# Time has come.....



## MrPuffAlot (Sep 8, 2007)

My buddy calls me today, all mad and irritated.
He tells me his connections keep BSing him and faking about
the buds.  He's sick and tired of smoking schwag ( i dont blame him ).

He tells me to go ahead and put a order in for a 1/4 lbs.  And he'll 
drop off his half of the $1300 tomorrow.  I tell him, that i will call
"RICO" (me) that I want a QP, and it probably wont get "delivered"
until sometime next week.

being the good friend that I am, knowing how hes feeling about tring
to score some good bud..  I decided I will harvest one of my
LR's early.
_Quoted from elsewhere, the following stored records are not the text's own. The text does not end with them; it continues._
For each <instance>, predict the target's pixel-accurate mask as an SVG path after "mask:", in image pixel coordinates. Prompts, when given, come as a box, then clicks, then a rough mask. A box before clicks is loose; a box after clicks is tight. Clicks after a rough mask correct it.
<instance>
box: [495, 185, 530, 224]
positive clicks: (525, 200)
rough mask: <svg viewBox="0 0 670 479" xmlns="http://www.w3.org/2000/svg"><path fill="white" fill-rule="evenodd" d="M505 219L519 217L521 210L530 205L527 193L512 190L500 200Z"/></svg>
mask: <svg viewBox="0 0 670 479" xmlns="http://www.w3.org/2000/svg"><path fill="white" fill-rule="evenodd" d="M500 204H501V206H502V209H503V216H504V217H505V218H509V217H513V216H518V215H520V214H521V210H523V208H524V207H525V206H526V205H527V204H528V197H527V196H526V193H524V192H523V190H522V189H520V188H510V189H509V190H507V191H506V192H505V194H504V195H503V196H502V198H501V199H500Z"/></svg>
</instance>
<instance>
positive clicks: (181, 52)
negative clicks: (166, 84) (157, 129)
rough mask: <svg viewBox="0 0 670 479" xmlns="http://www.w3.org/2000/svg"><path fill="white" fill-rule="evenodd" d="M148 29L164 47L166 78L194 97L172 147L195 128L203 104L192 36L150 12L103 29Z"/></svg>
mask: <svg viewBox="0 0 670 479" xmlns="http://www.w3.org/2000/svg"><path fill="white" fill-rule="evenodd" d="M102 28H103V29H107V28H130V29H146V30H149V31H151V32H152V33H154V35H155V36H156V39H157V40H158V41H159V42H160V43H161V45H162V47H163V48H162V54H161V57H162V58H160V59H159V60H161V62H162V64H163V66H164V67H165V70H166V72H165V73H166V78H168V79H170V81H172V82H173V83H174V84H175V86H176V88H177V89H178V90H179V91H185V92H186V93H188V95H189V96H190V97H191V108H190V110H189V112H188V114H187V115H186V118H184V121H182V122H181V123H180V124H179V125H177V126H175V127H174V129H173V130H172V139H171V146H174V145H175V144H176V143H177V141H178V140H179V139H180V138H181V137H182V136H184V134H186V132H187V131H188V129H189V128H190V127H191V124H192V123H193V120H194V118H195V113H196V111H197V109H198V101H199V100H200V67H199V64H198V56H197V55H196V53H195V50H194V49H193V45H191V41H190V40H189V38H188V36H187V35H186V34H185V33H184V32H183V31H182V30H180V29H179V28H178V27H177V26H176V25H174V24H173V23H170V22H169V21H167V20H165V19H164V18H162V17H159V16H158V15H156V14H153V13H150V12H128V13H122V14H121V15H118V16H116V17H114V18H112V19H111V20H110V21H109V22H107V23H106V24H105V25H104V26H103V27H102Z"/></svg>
Tricomes are mostly cloudy, no amber yet. 

So i harvested her.. Took some pictures of the process.
 A before picture, picture of my DIY dry chamber, buds and more buds.
Enjoy.


----------



## Bubby (Sep 8, 2007)

I don't have a good eye.. think that one plant will really dry to be 1/4 lb?


----------



## HippyInEngland (Sep 8, 2007)

Yo MrP

Your plant in pic 6 looks a bit sick lmao

Good grow  

Hippy


----------



## Growdude (Sep 8, 2007)

Bubby said:
			
		

> I don't have a good eye.. think that one plant will really dry to be 1/4 lb?


 
You will loose up to 2/3 of your weight when dry.
It doesnt look like its a QP.
But a good grow none the less.


----------



## MrPuffAlot (Sep 8, 2007)

Bubby said:
			
		

> I don't have a good eye.. think that one plant will really dry to be 1/4 lb?


 

I was wondering if it would be a QP or not.
I might have to harvest LR2, then. hmmmmm
Or give it to him moist in a vacuumed bag.

Hope it at least tips the scale at 2ounces, after 2days of dry chamber
and 2 days of cure.

See the beauty of it all is:

Im "RICO", selling to myself and my buddy.
So i only really need 2 ounces.

Recently, my buddy stopped by my work to shoot the breeze.
I let him know, i had a little nug left over from a sample "RICO"
gave me.  I gave it to him (about a bowls worth).  I call him
later that evening, he's telling me how good that bud was.


----------